Posted - February 2016 in HSPRF News
Progress report from the research team
In December, we reported the successful establishment of the different types of mouse cortical neurons from mouse brain tissue. This process has been further refined and optimised over the last quarter, with the identity of morphologically differentiated neurons confirmed using immunostaining tests for several neuron-specific proteins.
The breeding program is proceeding well, allowing new cultures of mouse brain tissue to be established each week since the start of the year. With the six-week differentiation period, this means that differentiated neurons are now coming online and available for analysis on a weekly basis since mid-February.
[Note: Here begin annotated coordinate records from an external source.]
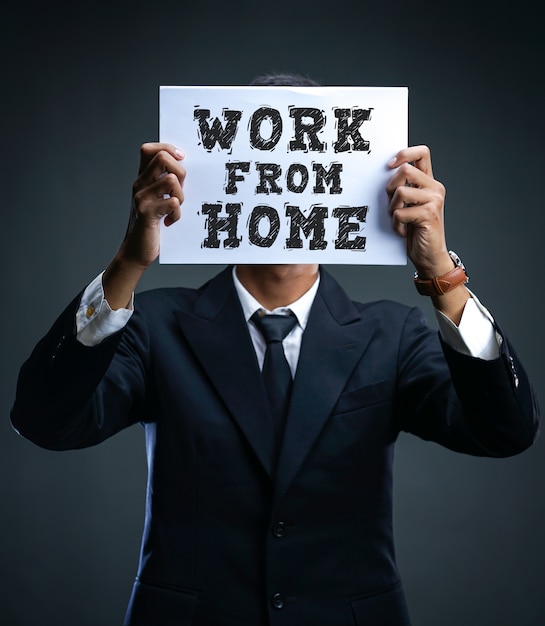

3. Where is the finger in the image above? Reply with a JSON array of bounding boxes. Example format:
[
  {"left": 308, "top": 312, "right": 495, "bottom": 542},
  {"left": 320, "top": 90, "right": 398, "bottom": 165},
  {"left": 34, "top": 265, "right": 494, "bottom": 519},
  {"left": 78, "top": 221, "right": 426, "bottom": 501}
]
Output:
[
  {"left": 389, "top": 187, "right": 435, "bottom": 213},
  {"left": 134, "top": 174, "right": 184, "bottom": 221},
  {"left": 135, "top": 150, "right": 186, "bottom": 191},
  {"left": 386, "top": 163, "right": 441, "bottom": 197},
  {"left": 139, "top": 142, "right": 185, "bottom": 172},
  {"left": 392, "top": 203, "right": 441, "bottom": 237},
  {"left": 388, "top": 146, "right": 433, "bottom": 177},
  {"left": 389, "top": 187, "right": 444, "bottom": 213}
]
These neurons are now being investigated using automated image analysis methods to quantify the expression of acetylated alpha-tubulin and for the intracellular distribution of peroxisomes and mitochondria.
Fan has also been investigating the expression of certain proteins in the brains of the adult mice with different genotypes – normal, heterozygous and homozygous for the SPG4 mutation. He has quantified the same proteins investigated in the SPAST patient-derived olfactory stem cells – SPG4 (SPAST), SPG3A, STMN, and acetylated-alpha tubulin.
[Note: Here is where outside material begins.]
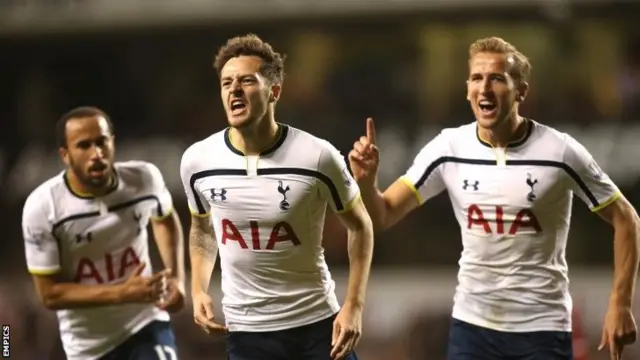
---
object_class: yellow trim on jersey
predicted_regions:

Once these baseline quantifications of HSP mouse neurons have been completed, the next step will be drug testing on them.
Following on from the December report of the successful establishment of induced pluripotent HSP stem cells (iPSCs) from an HSPer with a SPAST (SPG4) mutation, the first batch of cells have now been successfully differentiated into corticospinal neurons.
This batch has been used as quality control to confirm the identity of the neurons and to confirm that neurons could be generated both from the HSPer and from 2 unaffected people. The neurons passed the quality control tests. This is a major milestone.
The process to differentiate neurons in iPSC cultures takes 8 weeks. Regular batches of iPSC cultures have been established with the goal of providing ongoing availability of differentiated neurons for analysis. These neurons derived from human tissue will undergo almost identical analysis to the mouse neurons as described in the Mouse project report.